With over 40.000 stars on Github, more than 70.000 commits, having major contributors like Google and Redhat, Kubernetes has taken over the container ecosystem so rapidly to become the true leader when it comes to container orchestration platforms. It orchestrates computing, networking and storage infrastructure. Also, it's main purpose is to manage containerized applications in a cluster of nodes and to facilitate their deployment, scaling, updating, maintenance or service discovery.
Understanding Kubernetes and its abstractions
At an infrastructure/physical level, a Kubernetes cluster is a set of physical/virtual machines made up of two types of components: a Master and some Nodes. The Master is considered to be the "brain" of all operations, being in charge with container orchestration across nodes.
-
Master components manage the lifecycle of a Pod. If a Pod dies, the Controller creates a new one, if you scale up/down Pods the Controller creates/destroys your Pods. Components that live inside a Master node:
- kube-apiserver, exposes APIs for the other master components.
- etcd, consistent and highly-available key value store used as Kubernetes’ backing store for all cluster data.
- kube-scheduler, decides for newly created pods what Node they should run on.
- kube-controller-manager, responsible with node management (in case node goes down), pod replication, endpoint creation
- cloud-controller-manager, runs controllers that interact with the underlying cloud providers.
-
Node components are worker machines in Kubernetes, managed by the Master. A node may be a virtual machine (VM) or physical machine, depending on the cluster.
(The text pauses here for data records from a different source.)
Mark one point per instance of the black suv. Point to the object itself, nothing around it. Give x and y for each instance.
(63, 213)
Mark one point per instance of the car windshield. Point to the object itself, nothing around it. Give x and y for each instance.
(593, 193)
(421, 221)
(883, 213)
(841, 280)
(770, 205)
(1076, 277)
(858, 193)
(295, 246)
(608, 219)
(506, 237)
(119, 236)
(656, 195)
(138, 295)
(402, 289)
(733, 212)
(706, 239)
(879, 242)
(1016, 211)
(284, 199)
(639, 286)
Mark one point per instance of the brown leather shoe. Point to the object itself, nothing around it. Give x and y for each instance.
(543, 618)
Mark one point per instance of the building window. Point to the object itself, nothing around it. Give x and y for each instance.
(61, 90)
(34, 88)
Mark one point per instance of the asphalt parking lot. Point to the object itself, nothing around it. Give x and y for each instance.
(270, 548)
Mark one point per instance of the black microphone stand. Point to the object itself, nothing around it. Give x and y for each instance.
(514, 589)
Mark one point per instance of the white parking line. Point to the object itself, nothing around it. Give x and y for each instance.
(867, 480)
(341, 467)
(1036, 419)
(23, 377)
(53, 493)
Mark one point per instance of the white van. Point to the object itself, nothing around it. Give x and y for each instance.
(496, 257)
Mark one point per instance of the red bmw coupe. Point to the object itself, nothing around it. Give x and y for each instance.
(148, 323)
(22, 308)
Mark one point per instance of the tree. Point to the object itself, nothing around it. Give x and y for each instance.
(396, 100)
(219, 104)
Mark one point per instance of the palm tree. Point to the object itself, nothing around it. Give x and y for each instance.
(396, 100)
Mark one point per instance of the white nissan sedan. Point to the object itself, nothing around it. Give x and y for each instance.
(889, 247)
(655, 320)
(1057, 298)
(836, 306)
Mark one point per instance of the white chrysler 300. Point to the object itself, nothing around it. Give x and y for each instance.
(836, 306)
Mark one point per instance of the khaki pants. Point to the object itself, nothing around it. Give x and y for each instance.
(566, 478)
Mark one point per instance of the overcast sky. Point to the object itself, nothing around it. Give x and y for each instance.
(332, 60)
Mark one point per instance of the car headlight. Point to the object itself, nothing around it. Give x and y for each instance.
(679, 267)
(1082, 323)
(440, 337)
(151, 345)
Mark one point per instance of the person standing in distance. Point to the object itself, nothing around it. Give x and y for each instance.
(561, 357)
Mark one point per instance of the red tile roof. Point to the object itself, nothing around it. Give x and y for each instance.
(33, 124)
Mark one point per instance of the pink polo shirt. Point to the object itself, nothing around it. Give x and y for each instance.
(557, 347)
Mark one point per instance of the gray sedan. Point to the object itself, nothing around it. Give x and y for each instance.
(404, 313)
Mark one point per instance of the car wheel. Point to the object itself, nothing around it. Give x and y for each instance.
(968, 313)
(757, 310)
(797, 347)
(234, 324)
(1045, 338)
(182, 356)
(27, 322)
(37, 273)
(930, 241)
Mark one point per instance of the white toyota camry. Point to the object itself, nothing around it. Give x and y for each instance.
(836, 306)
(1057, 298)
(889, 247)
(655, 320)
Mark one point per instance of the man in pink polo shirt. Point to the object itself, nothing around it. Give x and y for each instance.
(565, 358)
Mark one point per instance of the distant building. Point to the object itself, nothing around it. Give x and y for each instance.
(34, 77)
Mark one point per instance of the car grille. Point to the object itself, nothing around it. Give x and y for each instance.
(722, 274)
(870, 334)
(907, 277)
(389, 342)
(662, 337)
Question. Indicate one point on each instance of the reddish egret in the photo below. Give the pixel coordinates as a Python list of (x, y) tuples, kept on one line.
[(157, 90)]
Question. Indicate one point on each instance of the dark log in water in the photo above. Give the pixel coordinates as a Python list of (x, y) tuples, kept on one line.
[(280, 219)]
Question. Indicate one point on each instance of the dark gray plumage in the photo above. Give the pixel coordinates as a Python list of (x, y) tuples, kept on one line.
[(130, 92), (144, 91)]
Each node contains the necessary components to run pods:
- kubelet, is the agent in charge with communication between Master and Node.
- kube-proxy, is in charge with communication between Pods.
- container runtime, software responsible for running containers, most widely known today being Docker
On the logical point of view, this is how a Kubernetes deployment looks like:
- Pods, are units that control one or more containers, scheduled as one application. Typically you should create one Pod per application, so you can scale and control them separately.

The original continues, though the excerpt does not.